Pela primeira vez desde que “Titanic” fez as filas dos cinemas dobrarem o quarteirão, em 1997 e 1998, neste ano não há produções indicadas ao Oscar de melhor filme que foram abraçadas com sucesso pelo público mundial. Até a semana passada, os indicados haviam faturado 50% a menos nas bilheterias do que nos cinco anos anteriores. A 77.ª Cerimônia do Oscar ocorre amanhã, a partir das 22h (horário de Brasília) no Kodak Theater em Los Angeles.
Até a semana passada, os cinco concorrentes a melhor filme no Oscar - “O Aviador”, “Menina de Ouro”, “Em Busca da Terra do Nunca”, “Ray” e “Sideways - Entre Umas e Outras” - haviam vendido 50,6 milhões de ingressos em todo o mundo. Na época da premiação de 2004, os indicados já haviam vendido 115,3 milhões de ingressos. Em 2003 e 2002, os números foram de 101,8 milhões e 100,6 milhões, respectivamente.
Mesmo em 1999, ano de menores bilheterias, com “Shakespeare Apaixonado”, “A Vida É Bela” e “O Resgate do Soldado Ryan” entre os concorrentes, os cinemas venderam 79,5 milhões de ingressos. Nenhum ano supera o Oscar de 1998, que somou 173,8 milhões de ingressos vendidos nas bilheterias, especialmente pelo sucesso de “Titanic”.

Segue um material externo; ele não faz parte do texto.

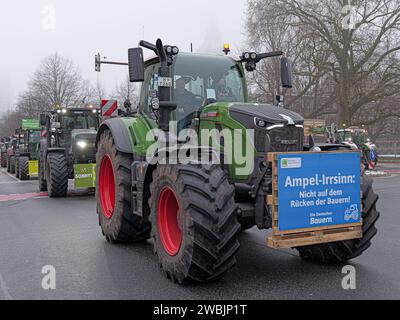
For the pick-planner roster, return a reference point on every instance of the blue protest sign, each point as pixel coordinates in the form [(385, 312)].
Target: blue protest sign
[(318, 190)]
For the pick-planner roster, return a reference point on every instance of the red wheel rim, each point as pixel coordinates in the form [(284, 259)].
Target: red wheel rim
[(170, 221), (107, 187)]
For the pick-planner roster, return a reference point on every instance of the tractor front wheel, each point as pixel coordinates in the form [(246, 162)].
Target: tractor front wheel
[(114, 195), (23, 168), (57, 175), (194, 222), (343, 251)]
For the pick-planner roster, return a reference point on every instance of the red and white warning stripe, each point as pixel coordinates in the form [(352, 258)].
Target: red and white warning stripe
[(109, 108)]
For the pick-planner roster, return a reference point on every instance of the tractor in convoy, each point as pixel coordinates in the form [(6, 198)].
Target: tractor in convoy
[(68, 149), (3, 151), (359, 138), (27, 151), (194, 211)]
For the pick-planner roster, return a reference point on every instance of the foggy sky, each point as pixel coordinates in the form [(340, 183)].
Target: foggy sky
[(28, 33)]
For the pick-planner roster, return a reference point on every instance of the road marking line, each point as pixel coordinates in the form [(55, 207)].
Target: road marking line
[(4, 289), (26, 196)]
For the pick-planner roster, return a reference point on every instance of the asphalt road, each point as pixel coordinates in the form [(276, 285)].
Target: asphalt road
[(64, 233)]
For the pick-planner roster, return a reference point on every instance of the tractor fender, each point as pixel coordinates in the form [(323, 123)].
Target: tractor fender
[(119, 133)]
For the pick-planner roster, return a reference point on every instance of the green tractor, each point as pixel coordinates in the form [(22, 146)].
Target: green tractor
[(194, 211), (5, 142), (12, 149), (27, 152), (68, 150)]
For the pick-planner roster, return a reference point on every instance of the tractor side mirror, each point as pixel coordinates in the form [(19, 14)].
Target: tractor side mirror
[(286, 73), (43, 119), (136, 65)]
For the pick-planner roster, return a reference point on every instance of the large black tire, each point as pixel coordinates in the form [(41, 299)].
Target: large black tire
[(41, 176), (205, 215), (57, 175), (117, 222), (339, 252), (23, 168), (12, 165)]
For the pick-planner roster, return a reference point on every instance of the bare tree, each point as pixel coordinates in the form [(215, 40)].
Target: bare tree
[(340, 68)]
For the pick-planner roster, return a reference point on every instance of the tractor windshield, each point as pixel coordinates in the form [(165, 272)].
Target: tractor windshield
[(201, 79)]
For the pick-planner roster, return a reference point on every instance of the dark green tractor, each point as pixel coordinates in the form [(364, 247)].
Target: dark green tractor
[(5, 142), (68, 150), (195, 210), (27, 152)]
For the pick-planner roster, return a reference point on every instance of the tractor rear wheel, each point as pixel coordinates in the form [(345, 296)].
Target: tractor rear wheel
[(194, 222), (57, 175), (114, 195), (343, 251), (23, 168), (12, 165)]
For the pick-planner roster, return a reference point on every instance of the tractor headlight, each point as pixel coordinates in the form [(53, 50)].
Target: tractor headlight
[(82, 144)]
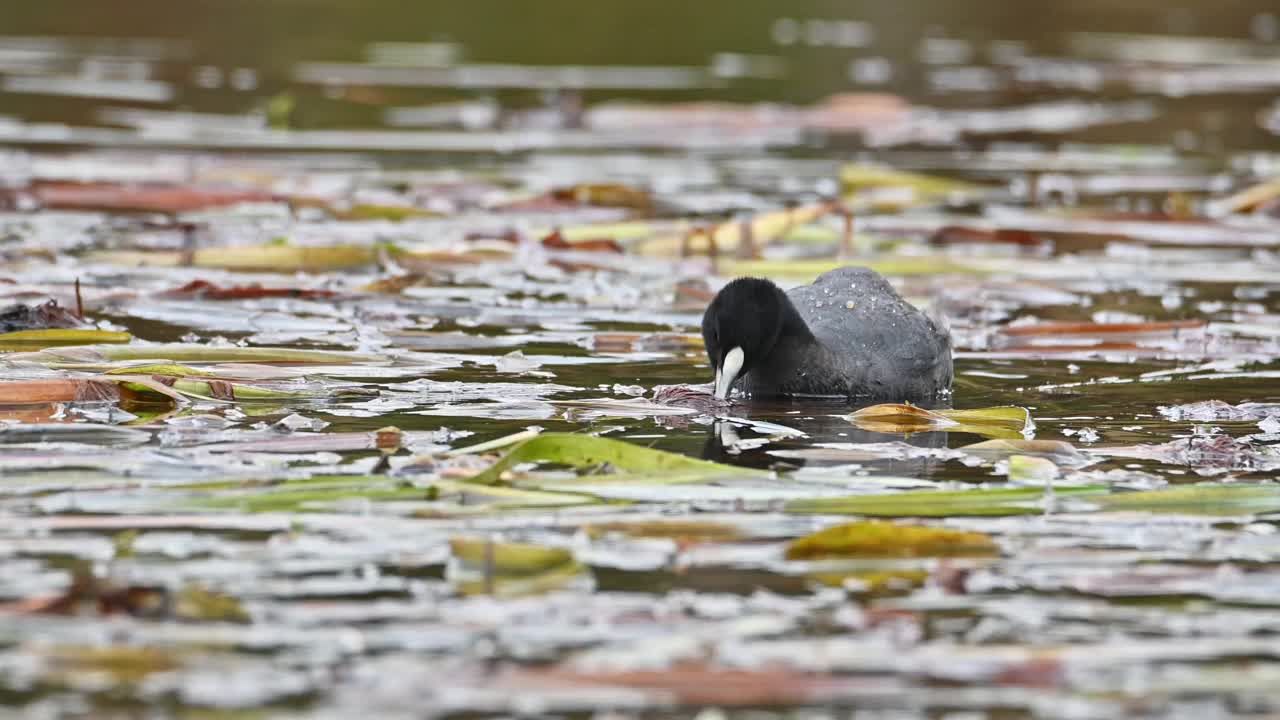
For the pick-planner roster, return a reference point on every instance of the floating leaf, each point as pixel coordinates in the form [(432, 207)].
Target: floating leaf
[(860, 181), (99, 355), (809, 269), (28, 340), (940, 504), (1054, 450), (890, 540), (583, 451), (1198, 500), (247, 258), (511, 569), (197, 604), (37, 318), (1005, 422)]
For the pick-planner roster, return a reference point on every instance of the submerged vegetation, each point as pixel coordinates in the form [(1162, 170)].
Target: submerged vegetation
[(375, 387)]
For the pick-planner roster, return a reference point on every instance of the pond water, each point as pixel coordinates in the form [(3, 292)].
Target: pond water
[(346, 359)]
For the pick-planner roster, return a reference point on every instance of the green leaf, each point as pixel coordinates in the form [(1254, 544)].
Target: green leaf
[(1198, 500), (507, 569), (581, 451), (940, 504), (890, 540), (181, 352), (58, 337)]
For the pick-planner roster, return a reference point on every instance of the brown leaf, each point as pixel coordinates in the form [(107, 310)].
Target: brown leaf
[(206, 290), (16, 318), (141, 197)]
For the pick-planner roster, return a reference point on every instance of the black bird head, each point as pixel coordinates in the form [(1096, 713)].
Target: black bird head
[(741, 327)]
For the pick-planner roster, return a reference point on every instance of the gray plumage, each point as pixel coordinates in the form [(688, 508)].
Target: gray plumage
[(865, 343)]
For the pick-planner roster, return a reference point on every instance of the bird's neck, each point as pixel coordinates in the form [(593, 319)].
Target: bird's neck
[(792, 328)]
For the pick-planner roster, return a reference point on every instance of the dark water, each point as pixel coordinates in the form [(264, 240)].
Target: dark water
[(338, 586)]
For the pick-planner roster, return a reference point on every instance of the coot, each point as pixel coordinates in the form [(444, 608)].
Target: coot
[(849, 333)]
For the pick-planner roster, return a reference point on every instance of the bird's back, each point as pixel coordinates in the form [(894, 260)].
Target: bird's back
[(874, 345)]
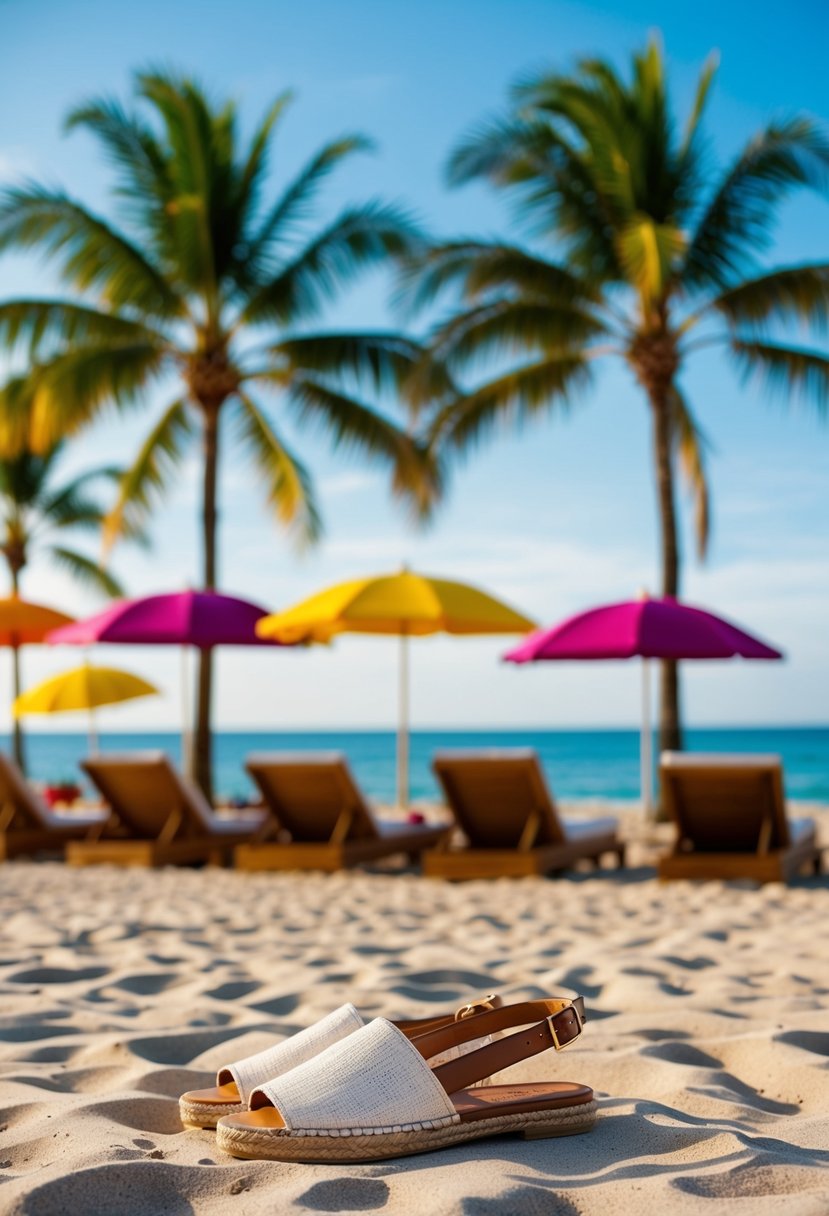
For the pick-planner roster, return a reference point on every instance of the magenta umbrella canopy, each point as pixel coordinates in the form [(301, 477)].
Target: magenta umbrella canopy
[(649, 629), (187, 618)]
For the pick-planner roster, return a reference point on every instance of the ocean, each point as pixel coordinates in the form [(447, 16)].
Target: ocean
[(579, 764)]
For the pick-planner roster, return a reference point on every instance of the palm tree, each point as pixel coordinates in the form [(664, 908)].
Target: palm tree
[(204, 279), (659, 255), (37, 511)]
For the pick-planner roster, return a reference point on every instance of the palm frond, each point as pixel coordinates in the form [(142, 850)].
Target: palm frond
[(479, 266), (139, 159), (287, 482), (72, 389), (736, 225), (791, 293), (355, 427), (649, 254), (147, 479), (692, 450), (86, 572), (16, 398), (511, 399), (381, 360), (789, 371), (254, 169), (359, 238), (692, 130), (88, 252), (512, 326), (294, 203), (43, 322)]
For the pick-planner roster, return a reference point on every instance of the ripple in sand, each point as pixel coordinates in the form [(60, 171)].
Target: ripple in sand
[(159, 1115), (57, 974), (347, 1195)]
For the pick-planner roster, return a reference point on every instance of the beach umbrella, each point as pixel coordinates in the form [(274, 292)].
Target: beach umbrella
[(647, 629), (404, 604), (83, 688), (23, 623), (202, 619)]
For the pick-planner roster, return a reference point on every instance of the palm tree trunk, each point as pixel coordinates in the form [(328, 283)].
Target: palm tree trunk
[(18, 749), (670, 727), (202, 758)]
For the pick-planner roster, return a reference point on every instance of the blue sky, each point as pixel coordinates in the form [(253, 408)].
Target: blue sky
[(553, 519)]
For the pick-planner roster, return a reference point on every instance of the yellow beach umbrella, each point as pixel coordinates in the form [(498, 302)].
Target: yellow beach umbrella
[(83, 688), (23, 623), (405, 604)]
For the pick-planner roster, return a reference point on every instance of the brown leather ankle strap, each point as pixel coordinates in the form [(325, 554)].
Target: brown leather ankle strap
[(472, 1009), (553, 1023)]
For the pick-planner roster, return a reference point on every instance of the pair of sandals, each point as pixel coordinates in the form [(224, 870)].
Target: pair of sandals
[(344, 1090)]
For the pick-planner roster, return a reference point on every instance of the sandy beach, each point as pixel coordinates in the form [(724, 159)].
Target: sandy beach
[(708, 1041)]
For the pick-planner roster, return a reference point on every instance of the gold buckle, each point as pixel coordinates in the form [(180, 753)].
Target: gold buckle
[(469, 1011), (551, 1023)]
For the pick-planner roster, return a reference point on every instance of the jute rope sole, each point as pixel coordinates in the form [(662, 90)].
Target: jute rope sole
[(277, 1146), (202, 1115)]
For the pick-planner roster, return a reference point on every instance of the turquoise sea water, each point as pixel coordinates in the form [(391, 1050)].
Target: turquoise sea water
[(580, 764)]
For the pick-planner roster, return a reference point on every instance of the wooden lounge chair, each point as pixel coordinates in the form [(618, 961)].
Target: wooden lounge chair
[(321, 818), (164, 818), (28, 826), (731, 818), (502, 804)]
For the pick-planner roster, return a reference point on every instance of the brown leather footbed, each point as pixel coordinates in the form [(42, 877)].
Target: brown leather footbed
[(488, 1102), (227, 1091)]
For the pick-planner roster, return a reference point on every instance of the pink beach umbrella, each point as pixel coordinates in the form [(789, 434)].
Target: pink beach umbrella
[(647, 629), (202, 619)]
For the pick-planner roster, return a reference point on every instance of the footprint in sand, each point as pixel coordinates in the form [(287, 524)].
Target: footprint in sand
[(345, 1195)]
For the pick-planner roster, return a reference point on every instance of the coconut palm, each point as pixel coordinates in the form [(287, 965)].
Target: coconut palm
[(37, 512), (207, 282), (659, 254)]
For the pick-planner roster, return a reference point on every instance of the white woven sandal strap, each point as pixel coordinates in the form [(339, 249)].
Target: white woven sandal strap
[(372, 1082), (291, 1052)]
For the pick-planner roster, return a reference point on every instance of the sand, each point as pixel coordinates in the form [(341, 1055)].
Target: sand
[(708, 1041)]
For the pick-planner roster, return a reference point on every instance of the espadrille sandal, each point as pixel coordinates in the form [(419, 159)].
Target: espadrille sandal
[(235, 1082), (373, 1096)]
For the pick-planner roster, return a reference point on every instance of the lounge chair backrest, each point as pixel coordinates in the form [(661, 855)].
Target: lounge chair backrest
[(500, 799), (20, 806), (313, 795), (726, 803), (148, 794)]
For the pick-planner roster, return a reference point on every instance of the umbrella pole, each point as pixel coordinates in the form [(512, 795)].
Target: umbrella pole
[(646, 759), (186, 739), (18, 750), (92, 733), (402, 725)]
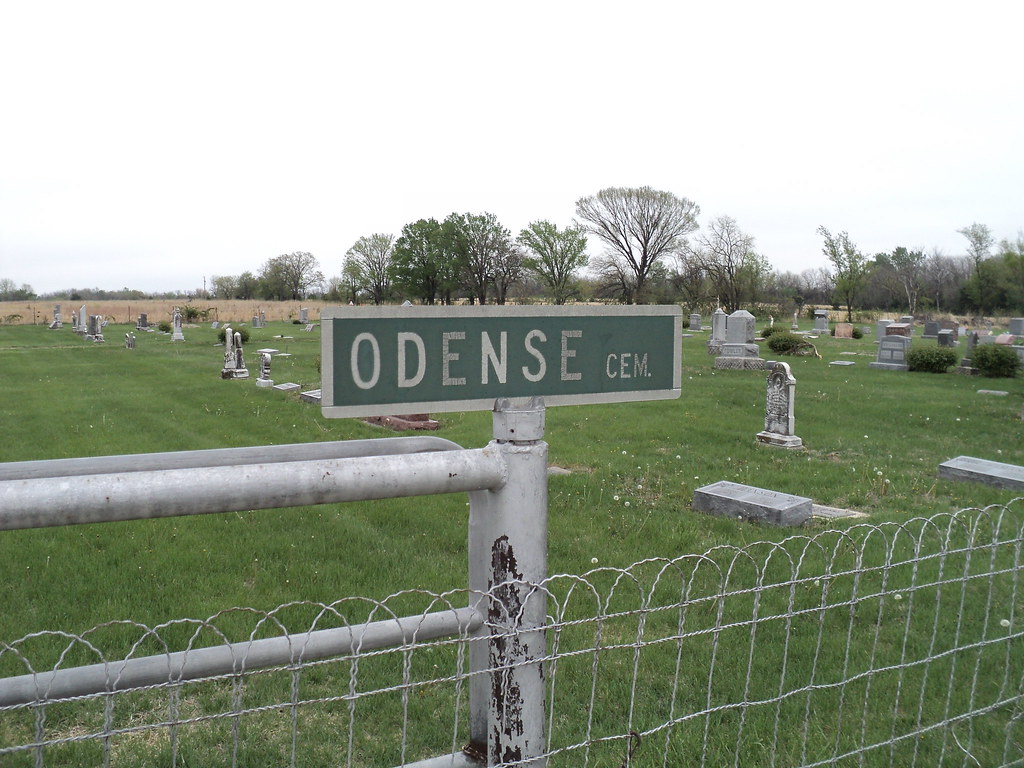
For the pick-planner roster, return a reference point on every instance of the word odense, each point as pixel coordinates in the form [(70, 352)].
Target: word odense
[(446, 358)]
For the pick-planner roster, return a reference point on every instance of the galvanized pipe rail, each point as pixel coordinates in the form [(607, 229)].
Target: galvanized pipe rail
[(507, 480)]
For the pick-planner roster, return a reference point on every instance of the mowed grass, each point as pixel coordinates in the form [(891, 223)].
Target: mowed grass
[(873, 440)]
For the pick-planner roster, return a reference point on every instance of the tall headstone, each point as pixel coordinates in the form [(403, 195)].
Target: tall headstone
[(235, 361), (892, 353), (779, 421), (264, 379), (719, 321), (738, 350), (177, 335)]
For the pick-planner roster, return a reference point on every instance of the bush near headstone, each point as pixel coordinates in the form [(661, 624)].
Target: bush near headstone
[(783, 342), (995, 361), (931, 359), (243, 331)]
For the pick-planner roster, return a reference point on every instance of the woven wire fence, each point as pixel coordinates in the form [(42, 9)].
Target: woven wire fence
[(876, 645)]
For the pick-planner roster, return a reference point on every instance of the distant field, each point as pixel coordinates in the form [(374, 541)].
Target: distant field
[(159, 309)]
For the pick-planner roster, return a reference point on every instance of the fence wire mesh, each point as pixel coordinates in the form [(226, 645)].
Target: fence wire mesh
[(876, 645)]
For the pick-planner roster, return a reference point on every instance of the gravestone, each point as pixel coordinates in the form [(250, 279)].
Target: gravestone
[(1010, 476), (264, 379), (719, 321), (738, 351), (177, 335), (779, 422), (750, 503), (235, 361), (820, 321), (892, 353)]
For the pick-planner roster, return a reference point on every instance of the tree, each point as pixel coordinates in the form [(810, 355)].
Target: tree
[(908, 270), (554, 256), (371, 260), (291, 275), (726, 255), (638, 226), (850, 264)]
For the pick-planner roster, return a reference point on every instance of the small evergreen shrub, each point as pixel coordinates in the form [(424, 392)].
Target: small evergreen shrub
[(995, 360), (931, 359), (783, 342), (243, 331)]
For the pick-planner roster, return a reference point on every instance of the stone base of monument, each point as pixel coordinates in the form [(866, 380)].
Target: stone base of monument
[(782, 440), (401, 423), (750, 503), (740, 364), (981, 470)]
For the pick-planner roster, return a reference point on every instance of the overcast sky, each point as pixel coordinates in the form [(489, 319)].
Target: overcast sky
[(150, 145)]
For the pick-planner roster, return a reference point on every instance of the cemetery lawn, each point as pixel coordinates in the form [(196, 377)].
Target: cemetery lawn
[(872, 439)]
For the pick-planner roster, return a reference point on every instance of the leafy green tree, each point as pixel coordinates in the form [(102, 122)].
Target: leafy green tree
[(420, 262), (851, 267), (638, 227), (370, 262), (554, 256)]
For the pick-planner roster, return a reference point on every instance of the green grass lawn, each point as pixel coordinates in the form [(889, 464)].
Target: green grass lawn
[(872, 440)]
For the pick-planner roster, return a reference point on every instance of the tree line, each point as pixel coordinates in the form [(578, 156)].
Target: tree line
[(650, 250)]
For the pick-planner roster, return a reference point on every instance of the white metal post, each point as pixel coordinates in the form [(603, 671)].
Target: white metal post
[(508, 542)]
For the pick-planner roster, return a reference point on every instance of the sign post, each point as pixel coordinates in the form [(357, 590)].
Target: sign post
[(382, 360)]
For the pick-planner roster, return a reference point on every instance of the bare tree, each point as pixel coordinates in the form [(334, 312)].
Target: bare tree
[(369, 264), (638, 226)]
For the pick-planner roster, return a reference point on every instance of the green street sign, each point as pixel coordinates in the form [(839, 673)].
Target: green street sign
[(403, 359)]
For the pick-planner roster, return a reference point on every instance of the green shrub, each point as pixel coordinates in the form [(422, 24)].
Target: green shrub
[(931, 359), (995, 360), (783, 342), (243, 331)]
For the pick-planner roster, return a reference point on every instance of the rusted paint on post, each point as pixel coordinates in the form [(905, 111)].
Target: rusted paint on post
[(508, 556)]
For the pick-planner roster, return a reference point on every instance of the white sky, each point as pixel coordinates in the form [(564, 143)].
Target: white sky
[(151, 144)]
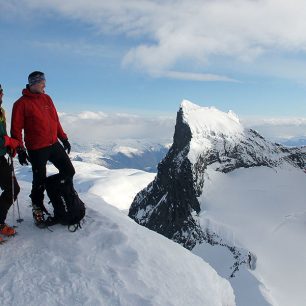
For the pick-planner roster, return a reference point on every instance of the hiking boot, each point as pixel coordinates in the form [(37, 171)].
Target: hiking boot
[(7, 230), (38, 217)]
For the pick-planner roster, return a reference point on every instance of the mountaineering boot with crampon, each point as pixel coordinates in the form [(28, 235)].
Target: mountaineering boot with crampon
[(38, 217), (7, 230)]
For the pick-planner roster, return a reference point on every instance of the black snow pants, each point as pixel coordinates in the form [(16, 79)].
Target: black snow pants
[(39, 158), (6, 184)]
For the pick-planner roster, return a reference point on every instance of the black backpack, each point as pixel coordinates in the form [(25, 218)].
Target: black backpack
[(69, 209)]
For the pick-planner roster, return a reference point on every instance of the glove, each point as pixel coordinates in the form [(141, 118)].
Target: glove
[(11, 142), (66, 145), (23, 157)]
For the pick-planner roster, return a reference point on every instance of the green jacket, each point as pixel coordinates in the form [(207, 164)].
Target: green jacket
[(3, 132)]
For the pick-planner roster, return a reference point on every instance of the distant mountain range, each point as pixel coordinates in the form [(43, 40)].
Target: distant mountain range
[(225, 191)]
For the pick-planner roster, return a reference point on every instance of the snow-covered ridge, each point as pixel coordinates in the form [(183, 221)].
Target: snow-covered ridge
[(210, 121), (110, 261)]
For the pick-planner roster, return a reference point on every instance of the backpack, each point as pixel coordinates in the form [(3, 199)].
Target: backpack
[(68, 208)]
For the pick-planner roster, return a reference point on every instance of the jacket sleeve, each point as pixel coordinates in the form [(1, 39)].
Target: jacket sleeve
[(60, 132), (2, 128), (17, 122)]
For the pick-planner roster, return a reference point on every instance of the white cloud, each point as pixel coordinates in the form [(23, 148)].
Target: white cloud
[(99, 127), (177, 32), (277, 129)]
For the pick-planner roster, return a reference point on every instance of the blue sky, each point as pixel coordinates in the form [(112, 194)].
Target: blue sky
[(145, 57)]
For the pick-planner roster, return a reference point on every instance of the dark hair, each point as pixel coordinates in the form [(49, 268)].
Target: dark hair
[(36, 77), (34, 74)]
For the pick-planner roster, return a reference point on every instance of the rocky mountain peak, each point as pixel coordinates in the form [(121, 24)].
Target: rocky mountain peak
[(204, 136)]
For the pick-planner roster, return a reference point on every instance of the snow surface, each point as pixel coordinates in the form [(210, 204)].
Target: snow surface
[(111, 261), (207, 124), (261, 210)]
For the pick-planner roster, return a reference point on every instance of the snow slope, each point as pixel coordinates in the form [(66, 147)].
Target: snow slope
[(111, 261), (262, 210)]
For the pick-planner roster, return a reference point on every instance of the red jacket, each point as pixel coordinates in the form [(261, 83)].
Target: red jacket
[(37, 116)]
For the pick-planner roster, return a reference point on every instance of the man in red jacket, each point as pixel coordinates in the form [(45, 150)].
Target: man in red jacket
[(35, 114), (8, 182)]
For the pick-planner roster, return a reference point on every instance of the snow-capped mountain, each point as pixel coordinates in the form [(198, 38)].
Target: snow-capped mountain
[(203, 137), (110, 261), (229, 186)]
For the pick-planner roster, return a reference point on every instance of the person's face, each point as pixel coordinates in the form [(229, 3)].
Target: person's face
[(38, 87)]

Outro dado que indica a 77.ª Cerimônia como a menos comercial dos últimos anos é o faturamento dos filmes. Nenhum dos cinco indicados a melhor filme ultrapassou a marca de U$ 100 milhões em arrecadação. Entre todos os indicados ao Oscar deste ano, apenas produções que não concorrem nas maiores categorias ultrapassaram U$ 100 milhões nas bilheterias, como “Colateral”, “A Paixão de Cristo”, “Tróia”, “Homem-Aranha 2” e as animações “Os Incríveis”, “O Espanta-Tubarões” e “Shrek 2”.
Apostas
Em um ano de biografias cinematográficas, a história do milionário Howard Hughes conta com certa vantagem em relação aos outros concorrentes a melhor filme. “O Aviador”, único indicado em cartaz nos cinemas de Bauru, já venceu como melhor drama no Globo de Ouro e deve levar a estatueta, especialmente por tratar dos grandes feitos de Hughes nas décadas de 1930 e 1940, quando ele produziu o mais caro filme da época (“Anjos do Inferno”), namorou as mais lindas atrizes de Hollywood e construiu os mais velozes aviões.
No entanto, se Martin Scorsese recheou o filme com referências ao mundo do cinema e conseguiu de Leonardo DiCaprio uma atuação grandiosa, ele tem um adversário de peso no ringue de melhor diretor: Clint Eastwood. Se o primeiro já foi indicado quatro vezes e sempre saiu de mãos abanando, o segundo não levou o Oscar no ano passado, por “Sobre Meninos e Lobos”, e ainda concorre por seu filme mais emocionante - e um dos melhores da carreira -, “Menina de Ouro”. Premiando qualquer um, a Academia será injusta, já que o outro ficará sem o prêmio.
Se há uma categoria em que o discurso do vencedor já está escrito é na de melhor ator. Há muitos anos não havia um indicado com tamanho favoritismo como Jamie Foxx por sua “incorporação” em “Ray”, biografia de Ray Charles. Já na categoria feminina, será uma surpresa se a Academia premiar Hilary Swank, de “Menina de Ouro”, após a consagração em 1999 com “Meninos Não Choram”. As apostas caem mais para o lado de Annete Bening, por “Being Julia”, e Kate Winslet, por “Brilho Eterno de Uma Mente Sem Lembranças”.
Serviço
A 77ª Cerimônia do Oscar será transmitida pela Rede Globo amanhã, a partir das 22h30, com apresentação de Renato Machado e Cristina Serra, e também pelo canal por assinatura TNT, que terá comentários de Rubens Ewald Filho, a partir das 22h.